Our buyers were relay technicians. We built an online marketing campaign and at first we did a search on the keyword “relays” to find out who our competition was. That proved to be fruitless as the term “relay” is far too generic, encompassing everything from small relays you find in electrical devices to the relays used in power stations.

So we had to refine our search to “relay testing” and it worked better; it turns out our competition had been targeting those very keywords, so we did the same. It’s trial and error, really.

MrMoody
Post 3

@miriam98 - I’ve heard that back linking can really help your site rise in the search engine rankings. But I think even Google has changed that somewhat.

I believe they are putting a greater emphasis on the quality of the links. For example if you get back links to your site from a low quality site with a lot of “advertorials,” it may not help you as much as it did in the past.
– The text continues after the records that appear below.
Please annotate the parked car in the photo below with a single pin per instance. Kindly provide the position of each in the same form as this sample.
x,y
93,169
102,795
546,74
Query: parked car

That’s the thing I would look for in evaluating the competition – where are they getting their back links, and can I get links from there as well? High quality links would be places like professional associations. If I saw the competition getting links from there, then I’d see if I could join that association as well and boost my rankings in the search engine listings.

miriam98
Post 2

@SkyWhisperer - Well, content is still king in my opinion. But one of the things that has made SEO competitor analysis difficult is that Google has changed its algorithm for its search results.

This happened a few years ago and it threw off a bunch of listings. Listings that were near the top were closer to the middle and some even fell to the bottom of the search listings.

The thing is that Google won’t tell you what their algorithm is. So even if you had gotten that position, it would have become more difficult over time in my opinion.

SkyWhisperer
Post 1

I applied for a job as a Search Engine Optimization specialist once. I had done a lot of freelance writing which involved SEO optimized content creation, and so I thought I would be a shoo-in for the position.

Little did I realize how much was involved in that line of business. The interviewer didn’t care at all that I had written content with keywords. She wanted to know if I had ever run an SEO marketing campaign, and if so, what were the conversion results?

The answer was no on both counts. That pretty much ended the interview, although I still harped on the fact that I had written content and content was king! Still, she wouldn’t budge.

Writing content is not the same as being an Internet marketer. This position, she explained, required creating and monitoring keyword marketing campaigns, constantly keeping an eye out for the competition, and tracking your results almost 24/7.